Sarita Devi

Personal information
- Full name: Laishram Sarita Devi
- Nationality: Indian
- Born: 1 March 1982 (age 44) Thoubal khunou, Thoubal, Manipur, India
- Height: 168 cm (5 ft 6 in)
- Weight: 60 kg (132 lb)

Sport
- Sport: Boxing
- Weight class: Lightweight
- Club: All India Police

Medal record
Women's amateur boxing
Representing India
World Championships
| Gold medal – first place | 2006 New Delhi | Light bantamweight |
| Bronze medal – third place | 2005 Podolsk | Bantamweight |
| Bronze medal – third place | 2008 Ningbo | Light bantamweight |
Asian Championships
| Gold medal – first place | 2003 Hisar | Bantamweight |
| Gold medal – first place | 2005 Kaohsiung City | Bantamweight |
| Gold medal – first place | 2008 Guwahati | Light bantamweight |
| Gold medal – first place | 2010 Astana | Flyweight |
| Gold medal – first place | 2012 Ulaanbaatar | Lightweight |
| Silver medal – second place | 2001 Bangkok | Featherweight |
| Bronze medal – third place | 2017 Ho Chi Minh City | Light welterweight |
| Bronze medal – third place | 2019 Bangkok | Lightweight |
Asian Games
| Bronze medal – third place | 2014 Incheon | Lightweight |
Commonwealth Games
| Silver medal – second place | 2014 Glasgow | Lightweight |

= Laishram Sarita Devi =

Indian boxer (born 1982)

Laishram Sarita Devi (born 1 March 1982) is an Indian boxer from Manipur. She is a national champion and a former world champion in the lightweight class. In 2009, she was awarded Arjuna award by the government of India for her achievements.

==Early life==
Sarita Devi was born in Khunou Thoubal into a Meitei Hindu family, as the sixth of eight siblings. She helped her parents to collect firewood and in the fields, which helped her build the stamina she has today. Sarita completed her high school in Waithou Mapal High School till the eighth standard and then went to Bal Baidya Mandir, Thoubal to complete her matriculation. She then went to an open-school to complete her twelfth standard to cope with her busy boxing schedule.

==Career==
Devi turned professional in boxing in 2000, inspired by the achievements of Muhammad Ali. The following year, she represented India at the Asian Boxing Championships in Bangkok, and won a silver medal in her weight class. Following this victory, she won medals in various tournaments, including a gold at the 2006 World Championships in New Delhi. In 2005, she was offered the post of Sub-Inspector (SI) by the police department of Manipur, for winning a bronze medal in the 3rd World Women Boxing Championship, Russia and was promoted to the rank of DSP in February, 2010. She also won the silver medal at the 2014 Commonwealth Games in Glasgow.

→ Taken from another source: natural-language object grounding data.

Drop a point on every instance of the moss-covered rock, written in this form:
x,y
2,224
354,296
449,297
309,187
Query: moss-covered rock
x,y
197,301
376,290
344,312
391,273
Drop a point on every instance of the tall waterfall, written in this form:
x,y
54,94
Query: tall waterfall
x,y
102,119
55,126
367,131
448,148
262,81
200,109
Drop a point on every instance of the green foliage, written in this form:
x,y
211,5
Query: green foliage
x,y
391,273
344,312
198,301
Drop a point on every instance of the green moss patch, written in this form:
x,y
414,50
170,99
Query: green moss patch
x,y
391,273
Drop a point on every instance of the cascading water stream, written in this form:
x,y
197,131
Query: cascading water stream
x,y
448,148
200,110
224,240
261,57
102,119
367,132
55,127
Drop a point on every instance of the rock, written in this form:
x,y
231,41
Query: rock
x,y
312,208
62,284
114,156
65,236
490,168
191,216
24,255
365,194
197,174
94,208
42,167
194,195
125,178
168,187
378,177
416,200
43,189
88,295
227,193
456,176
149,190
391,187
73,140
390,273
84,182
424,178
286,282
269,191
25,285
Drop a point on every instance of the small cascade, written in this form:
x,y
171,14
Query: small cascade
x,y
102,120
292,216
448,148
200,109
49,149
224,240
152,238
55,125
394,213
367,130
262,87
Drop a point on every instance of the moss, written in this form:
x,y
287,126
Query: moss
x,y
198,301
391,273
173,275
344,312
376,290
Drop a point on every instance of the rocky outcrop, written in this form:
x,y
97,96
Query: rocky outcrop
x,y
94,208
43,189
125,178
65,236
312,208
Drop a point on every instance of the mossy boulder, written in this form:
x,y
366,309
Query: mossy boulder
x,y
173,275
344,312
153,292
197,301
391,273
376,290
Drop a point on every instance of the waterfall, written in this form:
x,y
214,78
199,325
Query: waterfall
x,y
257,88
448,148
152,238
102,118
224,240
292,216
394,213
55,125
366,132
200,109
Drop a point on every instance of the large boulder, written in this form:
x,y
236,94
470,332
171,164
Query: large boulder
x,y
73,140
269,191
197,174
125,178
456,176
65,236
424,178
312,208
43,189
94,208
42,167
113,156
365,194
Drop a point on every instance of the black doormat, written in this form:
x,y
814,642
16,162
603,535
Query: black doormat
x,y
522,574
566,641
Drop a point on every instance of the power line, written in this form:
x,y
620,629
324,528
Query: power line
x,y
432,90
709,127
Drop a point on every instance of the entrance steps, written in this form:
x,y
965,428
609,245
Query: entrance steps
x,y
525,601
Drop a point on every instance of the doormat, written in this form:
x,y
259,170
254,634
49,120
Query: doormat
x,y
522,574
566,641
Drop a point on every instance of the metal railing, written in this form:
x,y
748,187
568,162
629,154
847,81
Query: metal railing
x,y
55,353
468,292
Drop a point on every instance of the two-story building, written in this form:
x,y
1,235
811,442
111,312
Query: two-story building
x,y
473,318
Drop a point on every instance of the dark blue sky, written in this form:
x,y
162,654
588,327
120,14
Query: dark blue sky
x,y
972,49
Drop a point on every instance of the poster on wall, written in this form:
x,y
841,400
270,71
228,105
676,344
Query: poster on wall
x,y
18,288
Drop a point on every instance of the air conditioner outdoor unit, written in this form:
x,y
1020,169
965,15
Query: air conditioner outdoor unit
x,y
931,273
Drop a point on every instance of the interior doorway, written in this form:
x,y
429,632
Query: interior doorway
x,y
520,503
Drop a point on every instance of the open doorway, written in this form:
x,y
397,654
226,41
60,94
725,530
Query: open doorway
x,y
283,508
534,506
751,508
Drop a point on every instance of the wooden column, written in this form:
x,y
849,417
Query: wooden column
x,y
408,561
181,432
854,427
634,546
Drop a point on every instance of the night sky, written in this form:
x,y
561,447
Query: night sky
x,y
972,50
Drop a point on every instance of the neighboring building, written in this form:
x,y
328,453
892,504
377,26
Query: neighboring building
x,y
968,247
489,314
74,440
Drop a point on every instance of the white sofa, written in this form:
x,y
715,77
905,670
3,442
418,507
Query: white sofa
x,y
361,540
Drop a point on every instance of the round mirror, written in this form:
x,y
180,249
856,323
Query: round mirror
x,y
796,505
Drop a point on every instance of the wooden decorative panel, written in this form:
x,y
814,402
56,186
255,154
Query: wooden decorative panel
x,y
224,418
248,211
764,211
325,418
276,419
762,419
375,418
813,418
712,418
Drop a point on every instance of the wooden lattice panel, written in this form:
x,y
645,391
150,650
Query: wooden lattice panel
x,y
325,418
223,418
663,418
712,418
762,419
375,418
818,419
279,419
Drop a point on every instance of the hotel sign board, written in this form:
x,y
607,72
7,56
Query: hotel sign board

She failed to qualify for the 2016 Rio Olympics, after losing to Victoria Torres, with a score of 0–3. In 2018, she won a silver medal at Indian Open International Championships, New Delhi and bagged a gold medal at Sr. National Boxing Championships, Rohtak. She also won in Women's World Boxing Championship with a split 4-0 verdict against Sandra Diana.

==2014 Asian Games controversy==
Devi entered the 2014 Asian Games in Incheon, South Korea, competing in the lightweight category. With a win margin of 3–0 both in the Round of 16 and Quarterfinals, she entered the semifinals to face South Korea's Park Ji-Na on 30 September. After the match, she was handed a 0–3 defeat verdict by the judges of the match, which turned out to be hugely controversial, considering that Devi had knocked Park out in the third round and also a convincing fourth round, before having rained heavy blows on Park throughout the first two rounds. Following this, the Indian team lodged a protest against the decision, which was rejected by the AIBA's technical committee. At the medal awarding ceremony, Devi refused to accept her bronze medal and handed it over to the silver medallist, Park. However, she accepted the medal later. This was followed by provisional suspension of her coaches by the AIBA. She was handed a one-year ban by the AIBA.